Color Forager: Fisher Cat Fiber Co.

Brew Hub: Here, Annie Cadden uses mushrooms, acorns and walnuts to dye textiles over an open fire on her Bethel Woods property.

Annie Cadden’s obsession with yarn started over 20 years ago. “I spotted a woman wearing a green sweater in a shade I’d never seen before,” she recalls. “It turned out the color came from dyeing the wool using lichen.” Cadden was so fascinated with the hue that she sought out her local Woodland Weavers & Spinners Guild, whose lessons in weaving, spinning, and dyeing kick-started an obsession.

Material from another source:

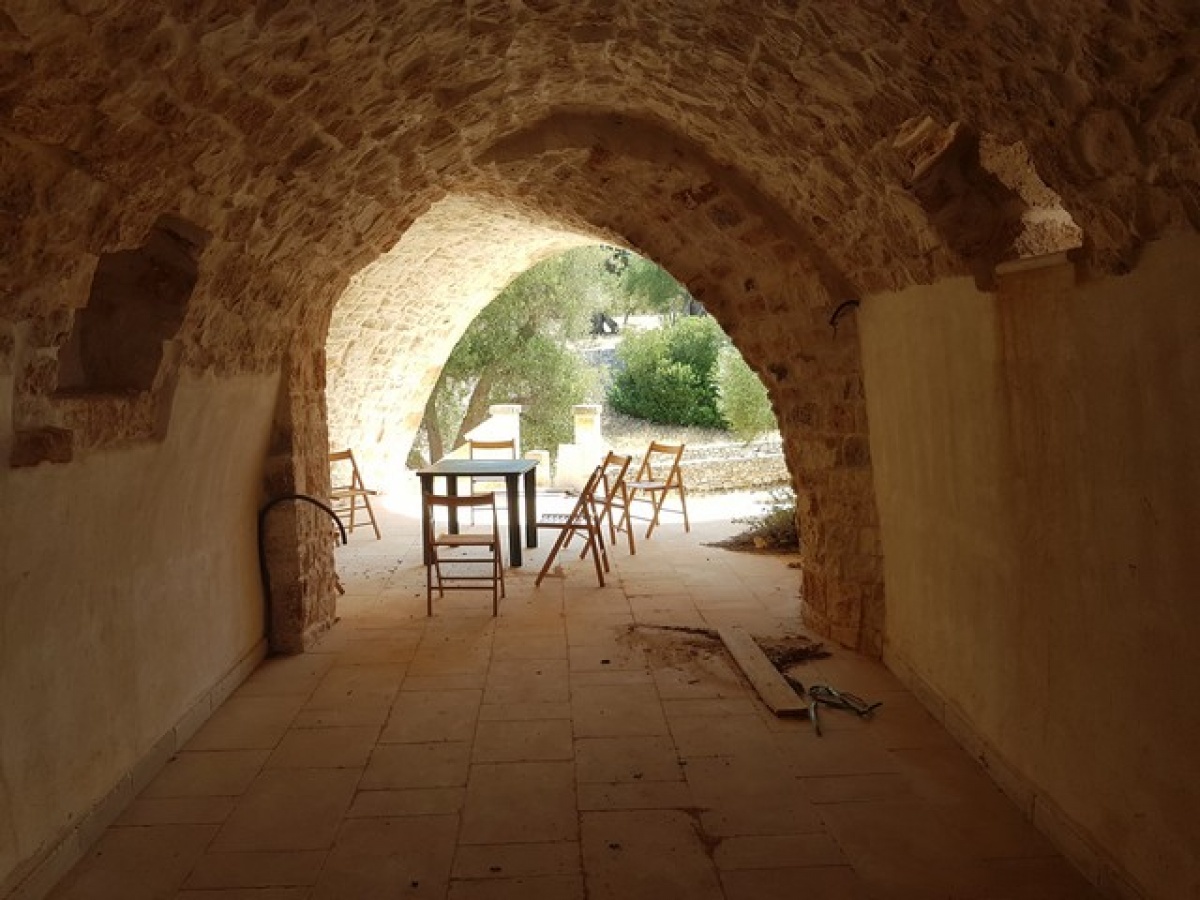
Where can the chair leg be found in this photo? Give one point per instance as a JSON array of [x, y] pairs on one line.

Cadden, who lives near Bethel Woods, founded Fisher Cat Fiber Co. 10 years ago. She says, “Honestly, to begin with, I didn’t know if we were a business or an adventure,” but in the last two years the business has seriously expanded. “COVID gave me the push to do more of something I was already leaning towards.”

She has a small outdoor dye studio on her 10-acre property but prefers working over an open fire pit. To accommodate her collection of random pots, pans, and cauldrons, she’s topped the pit with a large piece of catwalk salvaged from an NYC sidewalk. Atop, she places all kind of receptacles for her bubbling brews of dye—the ingredients of which are harvested seasonally and locally.

Cadden will use anything—including mushrooms, sumac, goldenrod, nettles, and walnuts—to create her colors. In any case, she likes to dye as soon as she has harvested her ingredients. “Fresh is best,” she says. “You get the brightest colors when you do it right away.”

In her workspace, Cadden’s naturally dyed yarns and textiles tumble in lavishly hued loops.
Wooly wooly.
Cadden sources the wool for her naturally dyed yarns locally. She blends the wools of two different breeds of sheep to yield a soft, yet resilient yarn.

Wool comes from two farms, one just five miles down the road in Bethel, from Tunis breed sheep (which yield a more sturdy, rustic yarn), and the other a farm in Clifford Township, PA, from Border Leicester sheep (whose wool is slightly softer). The wool is then milled so it’s ready for dyeing at the Skirted Fleece Mill in Milanville, PA.

Cadden also dyes fabric, using techniques such as shibori, in which she ties fabric in tight cubes with clamps and rubber bands, creating patterns of dye in the fabric. Whether she is dyeing fabric or wool, the routine is always the same: It takes a good three hours for the dyeing process to work. There’s no walking away from the pot, either: Just like cooking risotto, it’s all about standing nearby and stirring. “But I never get tired of it. I like the whole process; even if it starts raining it’s OK, because ultimately being with nature is rewarding.”